Abstract
We compare word recognition by deep neural networks (DNN) and humans, asking whether the effects of increased pooling in the network can model crowding in human vision. We focus our experiments on a "Convolutional Recurrent Neural Network" CRNN [Shi et al. 2016], a popular model for word recognition. We study efficiency and crowding of the network on word recognition. To measure efficiency, we assess the network's performance in recognizing random 4-letter words in mono-space font at various contrast levels on a white noise background. We find that the network has a lower efficiency than the human observer: in our experiments, we found that the network has roughly one tenth of the 3\% efficiency that the humans attain[Pelli et al., 2003].

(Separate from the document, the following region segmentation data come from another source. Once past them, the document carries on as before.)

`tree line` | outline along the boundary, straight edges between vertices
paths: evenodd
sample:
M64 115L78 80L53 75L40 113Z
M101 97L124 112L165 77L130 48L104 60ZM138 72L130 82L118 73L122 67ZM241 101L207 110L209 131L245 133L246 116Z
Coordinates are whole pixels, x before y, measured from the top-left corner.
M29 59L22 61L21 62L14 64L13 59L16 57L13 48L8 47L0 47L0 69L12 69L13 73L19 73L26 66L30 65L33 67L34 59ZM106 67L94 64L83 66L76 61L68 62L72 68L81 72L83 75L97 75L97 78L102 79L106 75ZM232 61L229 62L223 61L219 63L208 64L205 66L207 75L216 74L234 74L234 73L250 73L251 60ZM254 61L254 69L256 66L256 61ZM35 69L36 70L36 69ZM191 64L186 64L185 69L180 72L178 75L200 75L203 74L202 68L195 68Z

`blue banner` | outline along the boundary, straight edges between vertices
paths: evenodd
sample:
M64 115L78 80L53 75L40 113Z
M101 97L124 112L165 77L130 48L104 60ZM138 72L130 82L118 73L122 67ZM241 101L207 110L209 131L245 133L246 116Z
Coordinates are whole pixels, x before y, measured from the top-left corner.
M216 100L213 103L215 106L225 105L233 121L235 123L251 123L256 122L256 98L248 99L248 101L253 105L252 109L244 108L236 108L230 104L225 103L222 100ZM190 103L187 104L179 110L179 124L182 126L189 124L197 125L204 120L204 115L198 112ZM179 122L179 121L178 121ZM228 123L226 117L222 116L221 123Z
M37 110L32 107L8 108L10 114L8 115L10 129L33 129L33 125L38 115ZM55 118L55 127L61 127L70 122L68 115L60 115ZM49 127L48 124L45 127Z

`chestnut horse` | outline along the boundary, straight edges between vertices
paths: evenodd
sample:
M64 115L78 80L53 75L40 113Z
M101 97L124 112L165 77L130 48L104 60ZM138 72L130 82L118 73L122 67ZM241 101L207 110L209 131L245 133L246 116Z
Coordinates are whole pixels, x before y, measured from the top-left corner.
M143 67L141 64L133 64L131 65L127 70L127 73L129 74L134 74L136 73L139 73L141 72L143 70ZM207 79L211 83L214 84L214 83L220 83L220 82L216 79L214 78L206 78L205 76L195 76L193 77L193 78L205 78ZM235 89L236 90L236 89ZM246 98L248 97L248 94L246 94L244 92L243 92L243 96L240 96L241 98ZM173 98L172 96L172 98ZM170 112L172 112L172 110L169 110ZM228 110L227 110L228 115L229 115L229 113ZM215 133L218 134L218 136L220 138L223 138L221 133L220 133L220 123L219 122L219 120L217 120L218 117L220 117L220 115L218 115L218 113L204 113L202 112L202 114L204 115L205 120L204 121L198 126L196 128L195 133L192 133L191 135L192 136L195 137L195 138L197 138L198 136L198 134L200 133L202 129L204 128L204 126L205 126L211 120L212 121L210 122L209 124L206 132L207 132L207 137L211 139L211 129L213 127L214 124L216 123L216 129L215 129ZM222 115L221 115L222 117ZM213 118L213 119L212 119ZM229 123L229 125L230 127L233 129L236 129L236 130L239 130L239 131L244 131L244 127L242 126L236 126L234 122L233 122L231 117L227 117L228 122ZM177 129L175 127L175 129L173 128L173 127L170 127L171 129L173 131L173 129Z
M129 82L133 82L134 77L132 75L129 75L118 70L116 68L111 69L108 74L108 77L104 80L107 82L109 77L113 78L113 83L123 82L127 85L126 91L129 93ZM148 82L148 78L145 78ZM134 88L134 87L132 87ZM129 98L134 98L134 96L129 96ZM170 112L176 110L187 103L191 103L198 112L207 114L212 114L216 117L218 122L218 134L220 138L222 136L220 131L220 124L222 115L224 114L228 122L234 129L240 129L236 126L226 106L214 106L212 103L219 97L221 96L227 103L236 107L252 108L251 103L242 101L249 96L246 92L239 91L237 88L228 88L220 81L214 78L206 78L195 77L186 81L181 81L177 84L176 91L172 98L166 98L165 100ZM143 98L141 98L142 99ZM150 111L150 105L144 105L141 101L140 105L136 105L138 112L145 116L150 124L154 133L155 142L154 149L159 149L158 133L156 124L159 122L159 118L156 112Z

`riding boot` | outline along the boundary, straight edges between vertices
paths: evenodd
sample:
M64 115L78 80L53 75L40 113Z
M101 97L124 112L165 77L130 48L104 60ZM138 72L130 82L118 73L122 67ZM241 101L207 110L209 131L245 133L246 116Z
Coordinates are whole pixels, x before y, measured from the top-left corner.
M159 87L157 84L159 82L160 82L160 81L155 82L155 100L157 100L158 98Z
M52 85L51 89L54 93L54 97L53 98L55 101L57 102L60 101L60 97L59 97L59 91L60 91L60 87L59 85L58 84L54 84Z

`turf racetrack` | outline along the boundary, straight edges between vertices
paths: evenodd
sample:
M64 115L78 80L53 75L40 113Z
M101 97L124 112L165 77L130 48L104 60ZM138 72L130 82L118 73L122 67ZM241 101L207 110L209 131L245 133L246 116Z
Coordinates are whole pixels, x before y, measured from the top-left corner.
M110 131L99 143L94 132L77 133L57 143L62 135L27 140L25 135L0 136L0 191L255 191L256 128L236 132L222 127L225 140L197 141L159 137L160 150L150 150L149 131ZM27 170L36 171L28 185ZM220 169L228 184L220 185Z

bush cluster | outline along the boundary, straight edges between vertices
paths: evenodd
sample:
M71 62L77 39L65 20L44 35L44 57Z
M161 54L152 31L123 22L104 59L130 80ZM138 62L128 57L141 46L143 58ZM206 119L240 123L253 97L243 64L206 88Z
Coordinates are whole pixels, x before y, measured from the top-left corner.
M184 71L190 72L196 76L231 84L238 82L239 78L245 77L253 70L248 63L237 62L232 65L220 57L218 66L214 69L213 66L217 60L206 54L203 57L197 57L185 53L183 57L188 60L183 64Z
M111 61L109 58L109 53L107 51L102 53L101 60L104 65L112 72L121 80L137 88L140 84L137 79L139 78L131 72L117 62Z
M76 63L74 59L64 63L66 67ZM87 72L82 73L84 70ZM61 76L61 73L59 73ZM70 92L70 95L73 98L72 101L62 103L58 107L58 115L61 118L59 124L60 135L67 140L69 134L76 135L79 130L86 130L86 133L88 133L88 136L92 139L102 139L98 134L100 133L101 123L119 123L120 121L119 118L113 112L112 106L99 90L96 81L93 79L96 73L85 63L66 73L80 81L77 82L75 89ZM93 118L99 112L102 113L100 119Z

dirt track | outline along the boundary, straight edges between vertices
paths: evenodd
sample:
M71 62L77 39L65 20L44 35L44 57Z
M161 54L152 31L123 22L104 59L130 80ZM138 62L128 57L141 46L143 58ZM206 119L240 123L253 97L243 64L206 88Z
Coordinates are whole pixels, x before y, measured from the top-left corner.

Letter crowding in human vision results in a minimum threshold spacing, independent of letter size. Crowding is usually explained as inappropriately large pooling for the task at hand. We studied how the network's size and spacing thresholds would be affected by changing its pooling from 2 to 32. The network with modified pooling was trained as specified by the original authors. We measured word recognition accuracy as a function of letter size and spacing. For humans tested at any given eccentricity, there are two regimes, one limited by crowding, and one limited by acuity[Song et al. 2014]. In the crowding regime, the threshold size is inversely related to spacing ratio. In the spacing regime, the threshold is independent of the spacing ratio. In the network, our manipulation revealed only one regime for all pooling values: a slope of -0.3 for a log-log plot of acuity vs spacing ratio, unlike the human data, which has slopes of -1(crowding limited) and 0(acuity limited). Based on these results, we believe that there are important limitations in how well this network models human reading.